Sick of hotel breakfasts, and unwilling to pay the frankly ridiculous $15 charge, we walked to the nearby Cracker Barrel, where I could get a bowl of cinnamon oatmeal and a hot tea for $5, then caught another Uber back to the circuit. Today was slightly cooler this morning with a little cloud cover so we headed straight to the paddock to have a look around. Here there were lots of vans with race bikes of all sizes and vintage parked up in the shade of the gazebos. The racers, who came in all shapes, sizes and ages, were lounging around trying to stay out of the heat. We got talking to a few as we wandered around, checking out the bikes.
Close to the main control building was a guy I wanted to meet, riding a very interesting race bike. Michael Neeves is the chief road tester for MCN and a guy who won a competition to become a journalist with the paper a few years ago. Now he travels the world riding interesting bikes and is here to ride a very special replica of the bike Mike Hailwood returned to race and win the TT on in 1978, after an 11-year absence. This replica is an exact copy of the bike, including a copy of the prototype Ducati 900cc engine, one the engineers that built it had to re-create from the original drawings. I found him in the pits and went to introduce myself, using the excuse that I thought he might appreciate a fellow English accent. Turns out most of his team in the paddock are ex-pat Brits! We had a good chat, though, discussing the bike and how it handles, the heat, my 6,000-mile journey to be there (MCN is running a “ride 5,000 mile” promotion to get people to ride their bikes more, I’d done more than that in the last 2.5 weeks!) and my trip next year guiding the Globebusters’ London to Tokyo expedition.

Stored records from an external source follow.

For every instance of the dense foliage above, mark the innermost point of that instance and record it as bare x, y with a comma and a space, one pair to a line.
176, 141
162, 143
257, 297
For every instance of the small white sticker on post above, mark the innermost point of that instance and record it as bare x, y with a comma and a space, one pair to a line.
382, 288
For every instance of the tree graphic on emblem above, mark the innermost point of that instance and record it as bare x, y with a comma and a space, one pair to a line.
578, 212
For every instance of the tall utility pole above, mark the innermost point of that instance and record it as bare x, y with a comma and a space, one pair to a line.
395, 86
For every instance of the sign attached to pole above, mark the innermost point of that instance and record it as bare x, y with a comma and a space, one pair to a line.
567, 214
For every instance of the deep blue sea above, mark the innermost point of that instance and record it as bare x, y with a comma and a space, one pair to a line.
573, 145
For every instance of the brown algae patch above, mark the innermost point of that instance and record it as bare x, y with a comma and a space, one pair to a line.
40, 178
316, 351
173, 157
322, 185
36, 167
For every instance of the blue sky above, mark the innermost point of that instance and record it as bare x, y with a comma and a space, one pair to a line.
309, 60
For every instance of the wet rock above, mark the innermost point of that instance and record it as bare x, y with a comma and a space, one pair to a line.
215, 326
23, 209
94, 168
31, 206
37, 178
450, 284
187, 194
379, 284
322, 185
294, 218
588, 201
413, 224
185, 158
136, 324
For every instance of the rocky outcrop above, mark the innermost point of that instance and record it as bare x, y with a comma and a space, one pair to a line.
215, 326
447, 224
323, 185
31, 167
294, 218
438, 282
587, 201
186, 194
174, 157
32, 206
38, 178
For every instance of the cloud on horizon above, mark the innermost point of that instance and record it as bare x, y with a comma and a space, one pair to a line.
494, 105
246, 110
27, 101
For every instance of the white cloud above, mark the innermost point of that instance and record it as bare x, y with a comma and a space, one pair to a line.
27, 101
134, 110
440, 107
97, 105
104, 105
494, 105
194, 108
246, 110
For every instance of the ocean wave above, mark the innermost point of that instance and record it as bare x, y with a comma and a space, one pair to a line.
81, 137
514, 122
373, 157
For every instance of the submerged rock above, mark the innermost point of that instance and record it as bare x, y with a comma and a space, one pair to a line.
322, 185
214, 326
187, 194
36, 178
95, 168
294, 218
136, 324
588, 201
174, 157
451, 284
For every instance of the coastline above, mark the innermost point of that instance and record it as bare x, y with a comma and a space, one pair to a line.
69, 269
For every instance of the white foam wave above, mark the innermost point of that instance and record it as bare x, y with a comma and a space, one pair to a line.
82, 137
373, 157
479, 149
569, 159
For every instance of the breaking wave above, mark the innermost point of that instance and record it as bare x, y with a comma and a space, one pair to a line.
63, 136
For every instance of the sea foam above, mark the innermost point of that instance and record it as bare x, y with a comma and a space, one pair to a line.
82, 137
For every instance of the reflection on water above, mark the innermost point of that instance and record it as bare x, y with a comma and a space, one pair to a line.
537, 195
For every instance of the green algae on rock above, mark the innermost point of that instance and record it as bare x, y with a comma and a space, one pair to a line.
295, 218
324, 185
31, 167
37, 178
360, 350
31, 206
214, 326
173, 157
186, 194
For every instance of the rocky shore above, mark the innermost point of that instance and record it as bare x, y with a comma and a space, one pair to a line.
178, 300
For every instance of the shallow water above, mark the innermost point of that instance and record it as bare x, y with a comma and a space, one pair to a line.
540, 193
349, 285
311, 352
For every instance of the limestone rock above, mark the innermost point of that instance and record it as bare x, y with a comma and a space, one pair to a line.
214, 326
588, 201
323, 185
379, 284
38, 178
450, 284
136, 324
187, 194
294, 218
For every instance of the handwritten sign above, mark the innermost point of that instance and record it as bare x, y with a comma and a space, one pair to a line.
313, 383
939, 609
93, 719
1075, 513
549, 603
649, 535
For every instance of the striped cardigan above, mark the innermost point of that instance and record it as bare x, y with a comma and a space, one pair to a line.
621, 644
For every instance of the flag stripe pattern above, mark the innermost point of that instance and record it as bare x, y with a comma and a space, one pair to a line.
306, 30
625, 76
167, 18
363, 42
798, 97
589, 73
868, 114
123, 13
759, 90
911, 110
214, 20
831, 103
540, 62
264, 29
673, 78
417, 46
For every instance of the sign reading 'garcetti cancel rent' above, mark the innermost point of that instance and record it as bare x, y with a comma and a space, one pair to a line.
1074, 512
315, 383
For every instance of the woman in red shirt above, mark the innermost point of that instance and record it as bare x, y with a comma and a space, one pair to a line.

After chatting to Michael I rejoined the others at the BMW Motorrad pits, where we got chatting to Nate Kern, the racer campaigning a BMW RNineT against proper race superbikes (and beating them). Nate was a pleasure to talk and listen to again, as he took us through the challenges of riding a boxer-engined bike on track and supporting his racing career on a shore-string. As we sat in the air-conditioned comfort of his rented motorhome, listening to him and Aaron strategise on how to get BMW to make more of the opportunities to promote the brand at events like this and the track-days Aaron runs from his dealerships, it was easy to see them both being successful in the future. The prospect of Nate racing the BMW Boxer Cup 2.0 series that’s being proposed is mouth-watering. I just hope he gets the chance and we get to see him again, racing in the UK.
When we left the motorhome it was once again very hot, so we caught the shuttle back to the museum for a final look around and some lunch. On the basement floor, whilst admiring a collection of racing Porsches, we bumped into Mr Barber himself, so we had the opportunity to thank him personally for creating such a marvelous monument to all this motorcycling.
Then it was back to the hotel for a shower and a walk to the Pappadeaux restaurant across the road, where I had a truly excellent steak and shared a bottle of good wine with Dean. A few beers in the bar of the hotel set me up nicely for the early start the following day!